But personally, I don't think privacy advocates will ultimately have much weight in the decision on this dilemma. People like to pretend that they highly value personal freedom, but the whole shtick of society is that it has a net benefit for a population by limiting individuals. Band together with other people, lose the freedom to be as gross as you want as loud as you want, have to do favors to keep connections. Pay some organized bullies to defend from other ones, concentrate on your own job instead. Move to the city, be highly visible to many people but have a variety of decent food, and sewers. We were giving up freedom for security and convenience for thousands of years, and I doubt we're going to stop now.

(BTW, afaik the cliché quote about giving up liberty for safety is used completely wrong and originally had exactly the opposite context.)

Why ?

Because Fuck You, that's why.

First of all, break the assumption that encryption is for paranoid people. Ask the opposing side to defend regulation over E2EE.

You're in luck because there are no objective arguments against it. When they inevitably turn to emotionalisms like "terrorism" and "sexual abuse", cite how insignificant of a percentage "terrorists" and "abusers" are of all E2EE usage. Explain that a ban for one is a ban for all, them included, and that encryption in fact protects from people's spying on and planning over one's significant other/children/etc. Ask why politicians like Trump or Clinton can seek protection from aggressors but you, an honest-working tax-paying citizen unentitled to a private security force, should not.

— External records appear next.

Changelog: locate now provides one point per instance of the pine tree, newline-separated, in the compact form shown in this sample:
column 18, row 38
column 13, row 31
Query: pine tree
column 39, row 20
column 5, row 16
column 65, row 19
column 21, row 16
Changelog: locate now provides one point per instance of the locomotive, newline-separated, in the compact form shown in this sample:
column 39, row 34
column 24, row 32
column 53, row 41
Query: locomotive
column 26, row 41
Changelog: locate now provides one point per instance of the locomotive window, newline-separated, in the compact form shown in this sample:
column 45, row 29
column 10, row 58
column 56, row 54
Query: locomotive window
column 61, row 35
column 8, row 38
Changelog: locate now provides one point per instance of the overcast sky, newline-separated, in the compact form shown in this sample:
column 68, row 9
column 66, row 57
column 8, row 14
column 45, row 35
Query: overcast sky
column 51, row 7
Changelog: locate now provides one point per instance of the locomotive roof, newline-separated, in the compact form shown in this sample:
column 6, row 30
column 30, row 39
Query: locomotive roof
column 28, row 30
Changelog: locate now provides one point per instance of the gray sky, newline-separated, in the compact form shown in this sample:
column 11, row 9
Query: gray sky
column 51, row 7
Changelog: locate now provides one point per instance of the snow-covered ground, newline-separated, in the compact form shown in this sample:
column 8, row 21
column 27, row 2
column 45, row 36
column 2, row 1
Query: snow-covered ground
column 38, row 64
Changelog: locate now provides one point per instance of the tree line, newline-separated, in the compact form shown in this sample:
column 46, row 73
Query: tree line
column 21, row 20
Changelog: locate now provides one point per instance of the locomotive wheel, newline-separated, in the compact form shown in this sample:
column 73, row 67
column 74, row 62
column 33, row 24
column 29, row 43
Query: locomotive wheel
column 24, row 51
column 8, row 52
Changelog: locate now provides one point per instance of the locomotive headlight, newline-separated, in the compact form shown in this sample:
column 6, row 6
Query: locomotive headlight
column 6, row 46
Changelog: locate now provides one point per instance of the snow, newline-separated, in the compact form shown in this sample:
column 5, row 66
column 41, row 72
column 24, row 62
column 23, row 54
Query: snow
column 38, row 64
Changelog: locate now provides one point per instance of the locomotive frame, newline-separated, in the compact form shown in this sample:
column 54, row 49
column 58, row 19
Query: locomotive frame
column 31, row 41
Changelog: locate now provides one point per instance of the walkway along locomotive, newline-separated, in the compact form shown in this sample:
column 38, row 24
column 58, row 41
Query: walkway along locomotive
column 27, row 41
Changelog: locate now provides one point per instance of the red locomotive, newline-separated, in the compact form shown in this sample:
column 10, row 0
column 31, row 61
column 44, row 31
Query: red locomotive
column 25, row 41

Explain that criminals overtly show their psychological traits every living moment and it is the failure of the authorities to help rectify their behaviour lest they commit a crime; that it is a well-paid police proffession to monitor people for such traits. Such a profession that is gladly and frugally assisted by artificial intelligence which can be tied to any camera that sees you, any website that you visit; that the government and companies can make deterministic psychological profiles from metadata alone and some graph theory.

You can also reference absurdity by stating that, to avoid "terrorism" among E2EE, the government should simply ban "terrorists" from using E2EE. However, the Wars-On-.* have been proven not to achieve the original goal in US history but rather to cause collateral damage, much more drastic than foreign subversion could. So banning or regulating E2EE is an ambiguous goal which will fail.

Suspicious, maybe it was foreign subversion indeed. Would you like E2EE when you pay taxes and go vote? So why not for more close-to-home data such as intimate details that could be used against you by an enemy or in court of law?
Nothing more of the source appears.